At twelve thirty Shin and Choi, their minders at a respectable distance, stepped out of the Intercontinental and found Enoki-san standing by an idling taxi. As Enoki tried to introduce himself to Choi, whom he had never met before, Shin shoved them both into the taxi, talking rapidly, his anxiety taking over. The Austrian taxi driver asked for a destination. Shin, with Enoki translating, told him to drive around the city center for a while.
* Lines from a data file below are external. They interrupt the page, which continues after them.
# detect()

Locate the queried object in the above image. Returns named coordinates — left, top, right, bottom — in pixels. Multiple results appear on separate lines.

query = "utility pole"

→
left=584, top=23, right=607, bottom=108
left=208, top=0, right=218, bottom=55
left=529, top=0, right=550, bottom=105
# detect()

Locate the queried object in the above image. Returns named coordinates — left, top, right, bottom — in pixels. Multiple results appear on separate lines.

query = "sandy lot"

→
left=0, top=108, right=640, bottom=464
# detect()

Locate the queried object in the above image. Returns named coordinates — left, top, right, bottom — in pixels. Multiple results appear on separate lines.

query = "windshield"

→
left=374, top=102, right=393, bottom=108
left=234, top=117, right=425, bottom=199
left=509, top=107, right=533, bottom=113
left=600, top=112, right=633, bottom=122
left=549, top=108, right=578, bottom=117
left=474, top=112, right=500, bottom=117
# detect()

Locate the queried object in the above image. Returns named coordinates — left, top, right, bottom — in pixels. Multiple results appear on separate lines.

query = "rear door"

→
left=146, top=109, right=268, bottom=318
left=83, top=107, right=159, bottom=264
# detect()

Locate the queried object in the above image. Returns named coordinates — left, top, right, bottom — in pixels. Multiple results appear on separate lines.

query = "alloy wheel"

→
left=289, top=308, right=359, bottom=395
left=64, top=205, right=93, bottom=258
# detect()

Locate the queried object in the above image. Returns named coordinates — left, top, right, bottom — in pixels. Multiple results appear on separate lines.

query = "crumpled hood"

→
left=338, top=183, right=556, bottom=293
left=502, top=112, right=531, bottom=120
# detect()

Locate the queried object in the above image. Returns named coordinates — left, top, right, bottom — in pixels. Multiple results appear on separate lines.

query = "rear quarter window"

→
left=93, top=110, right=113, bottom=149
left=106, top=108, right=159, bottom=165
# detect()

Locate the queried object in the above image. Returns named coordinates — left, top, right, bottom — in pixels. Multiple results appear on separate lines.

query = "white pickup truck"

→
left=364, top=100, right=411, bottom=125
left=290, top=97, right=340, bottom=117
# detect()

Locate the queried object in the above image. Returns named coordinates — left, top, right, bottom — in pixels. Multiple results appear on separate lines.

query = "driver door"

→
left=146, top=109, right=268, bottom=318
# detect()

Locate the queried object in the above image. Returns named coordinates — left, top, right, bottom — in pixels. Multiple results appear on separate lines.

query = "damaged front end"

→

Their North Korean minders, suddenly realizing what was happening, dashed to the sidewalk and tried to wave down a taxi.
As quickly as he could, Shin explained the situation to Enoki, t
o whom he had not been able to say a thing beforehand for fear of being overheard: he told the Japanese journalist that they had been kidnapped, that they were trying to escape, that they wanted to go to the U.S. embassy and were using meeting him as an excuse. The press conferences about voluntarily defecting had been lies; they could not bear to live in North Korea a day longer. As he spoke, Choi, sitting in the front seat, looked in the rearview mirror and spotted a white taxi following them. She made out, besides the Austrian driver, three Asian faces staring and pointing behind the windshield.
“Don’t look back,” she said tersely. “Something isn’t right.”
Shin and Enoki did just that, turning and looking over their shoulders. For a while Shin was quiet. “Go around the park,” he finally told the driver. Slowly they went around the quiet road lining the park. As other cars overtook them the white taxi, moving equally slowly, stayed behind them.
As Shin and Choi were racking their brains for a next move, their car pulled back onto the main road and a couple of cars slipped behind them, creating a buffer between them and the white taxi used by the North Koreans. Then, by pure luck, they were the last car to pass through the next intersection before the light turned red, leaving the white taxi behind. This was their chance. “We have to do it now,” Shin pleaded. “Please help us.”
Before Enoki could say anything the taxi’s radio crackled and the dispatcher’s voice asked the driver which way they were headed, so he could tell the other taxi in their “convoy.” Enoki-san was no stranger to drama; eight years earlier, while serving as Kyodo News’s bureau chief in war-torn Beirut, he had been one of two people accidentally shot in the head by the first secretary of the Japanese embassy; the other had died, but Enoki had survived. Now, without answering Shin, or indeed without translating the dispatcher’s question for him, Enoki pulled a fistful of money out of his pocket and leaned over the front seat to shove it in the driver’s hand. “Tell him we went the opposite direction,” he told the Austrian. The driver took the money and did just that. Shin and Choi, tingling with anticipation, excitedly shouted out, “U.S. Embassy!” The driver made a sharp turn.